The children of Israel in the wilderness were chronically immature. They didn’t want to hear God, and preferred that Moses do that for them (Ex.20:19). That wasn’t a good sign. Being former slaves of Pharoah, they were essentially like small children, in terms of what they could cope with. They certainly couldn’t cope with much conflict, be it internal or external. Moses (under God’s direction) had to be careful where he took them, lest they get scared and want to return to Egypt (Ex.15:17).
Their immaturity had many manifestations.They were afraid, unbelieving, disobedient, idolatrous, rebellious and immoral. Furthermore, they seemed incapable of considering anything that might be a long-term task. For them, everything had to be short-term. They couldn’t see past their noses, and couldn’t wait. This placed them in conflict with God, and their attitude cost them dearly. God prevented them (with the exception of Joshua and Caleb) from going into the promised land (see Ps.95:10-11). Why? Because God has a condition placed, on those who receive His promises: “He who overcomes will inherit…” (Rev.21:7)

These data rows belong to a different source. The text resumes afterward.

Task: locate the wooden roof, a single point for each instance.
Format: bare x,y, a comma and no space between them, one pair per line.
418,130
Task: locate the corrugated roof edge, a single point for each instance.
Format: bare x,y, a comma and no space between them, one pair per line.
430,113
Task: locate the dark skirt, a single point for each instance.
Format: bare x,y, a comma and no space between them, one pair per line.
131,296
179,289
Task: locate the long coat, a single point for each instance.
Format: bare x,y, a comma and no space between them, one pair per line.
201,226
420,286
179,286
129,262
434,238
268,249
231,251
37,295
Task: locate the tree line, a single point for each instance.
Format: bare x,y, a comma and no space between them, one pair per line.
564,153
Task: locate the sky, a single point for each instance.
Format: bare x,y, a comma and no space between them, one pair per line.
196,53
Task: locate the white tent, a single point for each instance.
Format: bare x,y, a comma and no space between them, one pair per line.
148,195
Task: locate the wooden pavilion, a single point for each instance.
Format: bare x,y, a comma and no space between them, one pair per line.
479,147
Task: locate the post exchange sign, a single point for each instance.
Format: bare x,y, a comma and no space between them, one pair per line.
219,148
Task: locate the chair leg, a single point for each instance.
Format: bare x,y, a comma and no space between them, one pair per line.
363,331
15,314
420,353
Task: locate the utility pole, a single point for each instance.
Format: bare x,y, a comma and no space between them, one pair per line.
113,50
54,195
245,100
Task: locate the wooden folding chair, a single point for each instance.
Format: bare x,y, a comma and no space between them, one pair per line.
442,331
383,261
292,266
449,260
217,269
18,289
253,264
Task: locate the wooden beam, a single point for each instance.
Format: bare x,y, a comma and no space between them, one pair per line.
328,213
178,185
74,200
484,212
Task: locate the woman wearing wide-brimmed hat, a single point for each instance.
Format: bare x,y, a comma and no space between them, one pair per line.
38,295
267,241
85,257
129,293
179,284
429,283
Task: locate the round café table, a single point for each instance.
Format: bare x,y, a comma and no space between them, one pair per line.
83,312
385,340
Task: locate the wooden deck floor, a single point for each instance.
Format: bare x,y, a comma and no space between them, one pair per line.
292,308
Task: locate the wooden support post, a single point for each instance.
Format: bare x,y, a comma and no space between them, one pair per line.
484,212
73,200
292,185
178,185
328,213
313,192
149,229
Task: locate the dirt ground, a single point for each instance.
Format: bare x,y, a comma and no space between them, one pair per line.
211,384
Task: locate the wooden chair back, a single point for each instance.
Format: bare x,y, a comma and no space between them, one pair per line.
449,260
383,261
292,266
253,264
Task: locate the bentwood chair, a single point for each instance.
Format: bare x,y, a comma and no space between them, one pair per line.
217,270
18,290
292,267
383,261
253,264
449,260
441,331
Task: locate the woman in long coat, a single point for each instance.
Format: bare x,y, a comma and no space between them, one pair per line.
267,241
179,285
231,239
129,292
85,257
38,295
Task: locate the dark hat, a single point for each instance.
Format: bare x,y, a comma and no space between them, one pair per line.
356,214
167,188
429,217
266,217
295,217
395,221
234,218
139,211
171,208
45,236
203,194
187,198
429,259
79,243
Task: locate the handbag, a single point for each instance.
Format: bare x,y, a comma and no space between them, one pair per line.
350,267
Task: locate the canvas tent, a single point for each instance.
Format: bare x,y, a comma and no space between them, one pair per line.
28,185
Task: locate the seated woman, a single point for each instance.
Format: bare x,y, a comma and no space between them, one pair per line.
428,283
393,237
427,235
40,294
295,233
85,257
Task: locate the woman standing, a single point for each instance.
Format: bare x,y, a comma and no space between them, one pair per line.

About ten years ago, an economics writer commented on the global economic difficulties:
There are only two examples from modern history of depressions such as this – the ’30s in America and the ’90s in Japan. Both times, the governments did stupid things. But this time, the U.S. government has outdone them all. They’ve committed $13 trillion to programs that make no sense theoretically…and have never worked when they’ve been tried.2
Why does this happen? It is an accurate statement that people get the government they deserve. Today’s governments are like their people: they behave like immature children. They only think of the short-term, and of themselves, meaning getting through the next election. They don’t want their people to face pain, because they don’t face it themselves. So serious challenges like debt or inflation or an economic calamity never get faced, but get deferred for another day. Like their people, they prefer the play-pen to reality.
But this is not the stuff of mature, godly people. Mature people know the problems of life which are many, have to be faced. They know that mistakes, which we all make, irresponsibility and other problems have to be faced, because to do otherwise is to invite calamity. Spilt milk has to be cleaned up.
It’s easy to identify the mistakes of the children of Israel, or even the mistakes of much of the world around us. But what about us? Are we responding to the commands of the Lord, to obey Him, and go onto maturity? This is the critical issue, if we want to gain our inheritance. But the promise of God is that He has a good plan for us, if we will put aside the attitudes of immaturity, and follow Him.
Capital flows towards those who believe in the future, who accept the burdens of time as an opportunity for personal growth and personal profit. 1
Like Joshua and Caleb, let’s go on to maturity. Yes, this will mean facing problems and pain. But there will be an inheritance for us.
1 Edward Banfield, “The Unheavenly City,” 1968, p.211.
2 Bill Bonner, Daily Reckoning website, 27/4/2009.
1 Gary North, “The Dominion Covenant,” 1987, p.131.